Stages which are meant to block subsequent procedures can be jumped over. When a job is restarted, it is not respecting the sequence of stages and waiting to execute only when jobs in the preceding stages have successfully completed.
What is the expected correct behavior?
Retrying the job should not directly start it but insert it back into the usual processing queue.
Expected behavior as noted in the docs:
- If all jobs in a stage succeed, the pipeline moves on to the next stage.
- If any job in a stage fails, the next stage is not (usually) executed and the pipeline ends early
Proposal
solve the problem in the backend by not enqueueing the job directly and use Ci::ProcessPipelineService
which will look at the whole pipeline.
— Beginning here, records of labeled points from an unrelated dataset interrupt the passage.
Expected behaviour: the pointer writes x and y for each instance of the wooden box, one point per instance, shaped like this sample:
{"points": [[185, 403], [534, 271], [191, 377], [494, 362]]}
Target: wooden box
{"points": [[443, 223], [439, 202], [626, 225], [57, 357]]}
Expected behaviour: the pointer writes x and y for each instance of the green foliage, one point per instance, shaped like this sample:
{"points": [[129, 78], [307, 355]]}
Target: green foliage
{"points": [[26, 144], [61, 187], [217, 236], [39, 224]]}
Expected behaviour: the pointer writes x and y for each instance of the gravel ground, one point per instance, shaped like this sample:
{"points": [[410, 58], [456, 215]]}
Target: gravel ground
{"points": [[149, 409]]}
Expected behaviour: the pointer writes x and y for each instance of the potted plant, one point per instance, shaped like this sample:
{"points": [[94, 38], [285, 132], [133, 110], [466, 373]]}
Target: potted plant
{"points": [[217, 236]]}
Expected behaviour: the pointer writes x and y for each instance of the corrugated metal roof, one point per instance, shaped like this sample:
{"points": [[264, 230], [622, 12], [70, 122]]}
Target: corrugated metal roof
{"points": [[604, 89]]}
If the deploy
job meets the dependencies it will run, otherwise it will remain in created
state until the test
job completes. https://gitlab.com/gitlab-org/gitlab/-/issues/352858
In !83730 (diffs, comment 915332037) we discussed that we should use Ci::PipelineCreation::StartPipelineService
(to be renamed to Ci::Pipelines::StartService
) since this service creates a persistent ref (pipeline run prerequisites) and runs Ci::ProcessPipelineService
.
In fact, we should use StartPipelineService
not only in PlayBuildService
but also in RetryJobService
and RetryPipelineService
. Basically any time we resume the pipeline execution.
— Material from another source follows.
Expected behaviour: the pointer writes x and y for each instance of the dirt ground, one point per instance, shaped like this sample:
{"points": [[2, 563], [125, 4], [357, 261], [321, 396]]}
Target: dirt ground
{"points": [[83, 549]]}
Once we do that we should also remove the creation of persistent_ref
in Ci::Build
state transition since the persistent_ref
will be consistently created when we start/resume the pipeline execution and deleted when the pipeline completes.
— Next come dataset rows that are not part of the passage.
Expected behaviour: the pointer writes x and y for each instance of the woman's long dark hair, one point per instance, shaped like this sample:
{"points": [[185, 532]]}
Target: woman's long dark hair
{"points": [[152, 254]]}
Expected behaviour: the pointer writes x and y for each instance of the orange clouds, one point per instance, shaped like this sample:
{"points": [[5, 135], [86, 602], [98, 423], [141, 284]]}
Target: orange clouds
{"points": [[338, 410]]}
Can the same bug exist also with scheduled jobs (when: delayed
)?. If so, we would need to run StartPipelineService
also in Ci::RunScheduledBuildService
.
Output of checks
This bug happens on GitLab.com
Possible related issues
I can't link to fixes, but the fix might be in the same realm as some of the other retry bugs:
Testing Consideration
In terms of testing, let's include a test in the integration level with the FE to test this exact scenario.
- Create a pipeline with 2 stages.
- Run the pipeline.
- Cancel the first stage.
- Retry the second stage.
- Validate that the second stage fails and returns an error.